ホットフラッシュは身体が慣れてくれば数か月から数年で治まる
 一方、ホルモン陽性がんでは手術療法の後、再発予防としてホルモン療法が行われる。ホルモン剤を投与すると血液中の女性ホルモン(エストロゲン)が少なくなり、副作用として更年期様症状が起こる。身体がほてったり、大量に汗をかいたり、顔から胸にかけて赤くなったりするホットフラッシュもその一つで、軽いものも含めるとホルモン療法を受ける患者の半数以上に出現するといわれる。特に多汗はお化粧が崩れたり洋服に汗染みができたりして外見的にも悩ましい症状だ。

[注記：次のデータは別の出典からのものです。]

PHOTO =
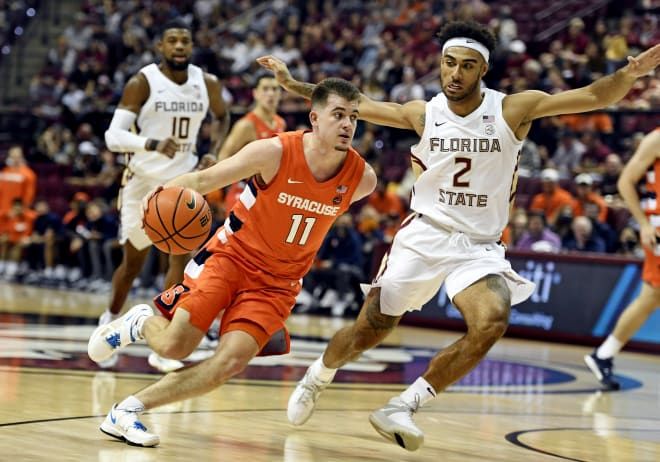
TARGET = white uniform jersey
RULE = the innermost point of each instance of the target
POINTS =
(172, 110)
(468, 166)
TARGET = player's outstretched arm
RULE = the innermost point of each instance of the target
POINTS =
(381, 113)
(260, 157)
(598, 95)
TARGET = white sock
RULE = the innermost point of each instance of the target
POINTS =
(322, 373)
(420, 390)
(131, 404)
(610, 348)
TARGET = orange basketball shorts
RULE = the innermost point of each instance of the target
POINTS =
(254, 301)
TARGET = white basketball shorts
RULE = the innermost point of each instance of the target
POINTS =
(130, 206)
(423, 256)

 黒井氏は「ホルモンバランスの急激な変化に身体が対応しきれずに起こる症状なので、身体が慣れてくれば数か月から数年で治まってきます」と説明する。症状がひどい場合は、ホルモン剤の休薬や中止で対応するが、アロマターゼ阻害薬は抗エストロゲン薬よりホットフラッシュを発症する頻度が低いことが分かっている。閉経後の患者で選択的エストロゲン受容体調節薬(SERM)を使用している場合は、アロマターゼ阻害薬への変更が検討されることもある。「エストロゲン補充療法は、短期的に可能かもしれませんが、乳がんの再発リスクを高めるため、お勧めできません」(黒井氏)。

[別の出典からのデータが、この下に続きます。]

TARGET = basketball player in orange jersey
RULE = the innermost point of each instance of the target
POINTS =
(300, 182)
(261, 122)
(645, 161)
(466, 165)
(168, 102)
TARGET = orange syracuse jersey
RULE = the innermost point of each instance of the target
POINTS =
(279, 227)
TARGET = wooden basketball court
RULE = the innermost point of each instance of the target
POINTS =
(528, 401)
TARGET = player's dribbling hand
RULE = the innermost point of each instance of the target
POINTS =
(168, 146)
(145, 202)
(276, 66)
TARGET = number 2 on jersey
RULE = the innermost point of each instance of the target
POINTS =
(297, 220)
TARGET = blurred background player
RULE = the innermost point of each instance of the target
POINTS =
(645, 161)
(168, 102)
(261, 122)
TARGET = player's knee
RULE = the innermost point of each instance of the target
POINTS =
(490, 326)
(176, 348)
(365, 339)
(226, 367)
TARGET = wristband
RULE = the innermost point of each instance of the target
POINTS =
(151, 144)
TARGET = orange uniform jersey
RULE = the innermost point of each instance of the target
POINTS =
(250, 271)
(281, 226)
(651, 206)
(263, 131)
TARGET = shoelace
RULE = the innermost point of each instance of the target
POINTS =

 日常生活における対処法としては、「ホットフラッシュの症状を強めるといわれる香辛料やカフェインの摂取量を控えたり、上着に汗が染み出さないようにドライフィットの下着を着用したりするとよいでしょう」(河野氏)。

 乳がん看護認定看護師は、手術療法や放射線療法、ホルモン療法に伴う外見上のトラブルにも対応しているので、困ったことは何でも気軽に相談したい。がん診療連携拠点病院に設置されている相談支援センターに連絡し、乳がん看護認定看護師が在籍していれば紹介してもらおう。他の病院で治療を受ける患者や家族からの相談にも応じてくれるはずだ。